Include rate limit information in your tool descriptions so the agent knows the constraints before hitting them. Return retry_after_seconds so the agent can back off intelligently. This is the same pattern you would use in any public API, and it matters even more here because agents lack the intuition to self-throttle.

Deployment: Transport and Architecture

For local development and single-user setups, stdio transport is the simplest option. The MCP client spawns your server as a subprocess. No networking, no auth complexity.

For production multi-user deployments, use Streamable HTTP. The older SSE transport was deprecated in the June 2025 specification in favor of Streamable HTTP, which supports bidirectional communication, horizontal scaling, and incremental results:

from mcp.server.fastmcp import FastMCP
 
mcp = FastMCP(
    "deploy-tools",
    host="0.0.0.0",
    port=8080,
)
 
# Register all your tools, resources, prompts...
 
if __name__ == "__main__":
    mcp.run(transport="streamable-http")

For production, put your MCP server behind a reverse proxy (nginx, Caddy) that handles TLS termination and certificate management. The server itself runs plain HTTP internally; the proxy adds the encryption layer. This is the same pattern you use for any backend service.

If you are running multiple MCP servers, consider an MCP gateway that handles routing, auth, and observability centrally. WorkOS and several open-source projects are building gateway layers for exactly this pattern. It mirrors the API gateway pattern from microservices -- centralized cross-cutting concerns with decentralized business logic.

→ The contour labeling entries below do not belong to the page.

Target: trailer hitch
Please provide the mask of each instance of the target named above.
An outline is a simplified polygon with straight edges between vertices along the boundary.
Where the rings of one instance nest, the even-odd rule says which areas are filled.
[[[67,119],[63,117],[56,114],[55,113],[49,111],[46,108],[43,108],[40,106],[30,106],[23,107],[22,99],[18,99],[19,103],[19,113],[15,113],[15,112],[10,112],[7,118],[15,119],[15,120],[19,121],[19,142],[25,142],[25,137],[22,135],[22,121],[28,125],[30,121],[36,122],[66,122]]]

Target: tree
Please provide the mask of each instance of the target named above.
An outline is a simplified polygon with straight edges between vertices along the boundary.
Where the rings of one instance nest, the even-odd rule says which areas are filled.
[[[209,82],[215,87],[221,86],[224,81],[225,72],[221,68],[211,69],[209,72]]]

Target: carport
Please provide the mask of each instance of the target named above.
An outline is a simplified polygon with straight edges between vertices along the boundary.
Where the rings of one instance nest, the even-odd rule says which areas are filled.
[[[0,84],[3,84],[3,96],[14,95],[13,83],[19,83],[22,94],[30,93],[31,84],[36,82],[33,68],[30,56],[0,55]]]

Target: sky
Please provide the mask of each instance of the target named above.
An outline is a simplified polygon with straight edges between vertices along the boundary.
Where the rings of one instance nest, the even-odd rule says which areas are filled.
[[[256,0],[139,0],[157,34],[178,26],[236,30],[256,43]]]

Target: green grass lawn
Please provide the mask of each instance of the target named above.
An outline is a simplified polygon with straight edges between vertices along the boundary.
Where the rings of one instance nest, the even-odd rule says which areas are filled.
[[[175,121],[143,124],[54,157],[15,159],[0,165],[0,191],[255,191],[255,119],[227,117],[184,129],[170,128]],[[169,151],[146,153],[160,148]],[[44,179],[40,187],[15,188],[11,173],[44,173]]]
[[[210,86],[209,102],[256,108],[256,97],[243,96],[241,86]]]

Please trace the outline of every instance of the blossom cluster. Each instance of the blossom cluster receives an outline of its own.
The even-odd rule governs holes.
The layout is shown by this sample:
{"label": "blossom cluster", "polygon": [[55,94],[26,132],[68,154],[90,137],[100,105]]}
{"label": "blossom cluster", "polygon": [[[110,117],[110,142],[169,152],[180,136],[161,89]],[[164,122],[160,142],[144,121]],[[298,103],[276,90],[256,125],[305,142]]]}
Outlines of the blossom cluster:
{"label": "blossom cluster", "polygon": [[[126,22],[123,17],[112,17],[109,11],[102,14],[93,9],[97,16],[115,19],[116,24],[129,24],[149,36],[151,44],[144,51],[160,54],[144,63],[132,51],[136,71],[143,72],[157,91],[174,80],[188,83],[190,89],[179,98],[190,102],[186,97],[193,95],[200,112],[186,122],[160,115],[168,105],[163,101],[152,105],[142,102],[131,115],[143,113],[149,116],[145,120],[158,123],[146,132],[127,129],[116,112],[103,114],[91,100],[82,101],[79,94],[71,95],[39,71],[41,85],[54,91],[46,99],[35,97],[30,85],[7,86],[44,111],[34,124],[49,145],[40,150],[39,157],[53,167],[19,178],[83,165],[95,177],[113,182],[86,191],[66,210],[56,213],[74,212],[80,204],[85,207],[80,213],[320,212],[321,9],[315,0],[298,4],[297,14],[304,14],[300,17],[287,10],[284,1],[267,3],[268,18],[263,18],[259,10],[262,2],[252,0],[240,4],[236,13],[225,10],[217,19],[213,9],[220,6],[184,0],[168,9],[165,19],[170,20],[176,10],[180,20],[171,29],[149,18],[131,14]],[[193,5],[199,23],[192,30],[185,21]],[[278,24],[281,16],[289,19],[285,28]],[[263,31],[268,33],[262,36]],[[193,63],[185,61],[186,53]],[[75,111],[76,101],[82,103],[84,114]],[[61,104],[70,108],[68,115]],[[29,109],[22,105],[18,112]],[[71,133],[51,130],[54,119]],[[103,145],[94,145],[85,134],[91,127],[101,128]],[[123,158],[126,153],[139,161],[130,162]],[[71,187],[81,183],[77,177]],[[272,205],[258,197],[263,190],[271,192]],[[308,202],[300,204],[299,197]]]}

What I Have Learned So Far

Building MCP servers for production has reinforced patterns I already knew from backend engineering, with a few MCP-specific additions:

Treat MCP servers like microservices. They need the same auth, validation, error handling, logging, and testing discipline as any service in your architecture. The fact that the caller is an AI agent does not reduce these requirements -- it increases them.
Tool descriptions are your API documentation. Agents decide whether and how to call your tools based on the descriptions you write. Vague descriptions lead to misuse. Include parameter constraints, return value formats, and error conditions directly in the docstring.
Validate aggressively. The OWASP MCP Top 10 exists for a reason. Agent inputs come from users, and users can be adversarial. Pydantic models, enum constraints, and regex patterns are your first line of defense.
Return structured errors. An error dict with error, retryable, and hint fields gives agents the information they need to recover or fail gracefully. A Python traceback gives them nothing useful.
Invest in observability early. When an agent misbehaves, you need to see exactly what it sent and what your server returned. Structured logging with request IDs and timing is the minimum. OpenTelemetry tracing is the goal.
Start with stdio, deploy with Streamable HTTP. Develop and test locally with stdio transport. When you need remote access, multi-user support, or horizontal scaling, switch to Streamable HTTP behind a reverse proxy with TLS.

The 2026 MCP roadmap prioritizes exactly the enterprise concerns I have described here: audit trails, SSO-integrated auth, gateway behavior, and configuration portability. The protocol is maturing fast. The servers built on top of it need to mature at the same pace.

MCP is not complicated technology. It is a standardized way to expose your existing infrastructure to AI agents. The production challenges are the same ones backend engineers have been solving for decades. Apply what you already know.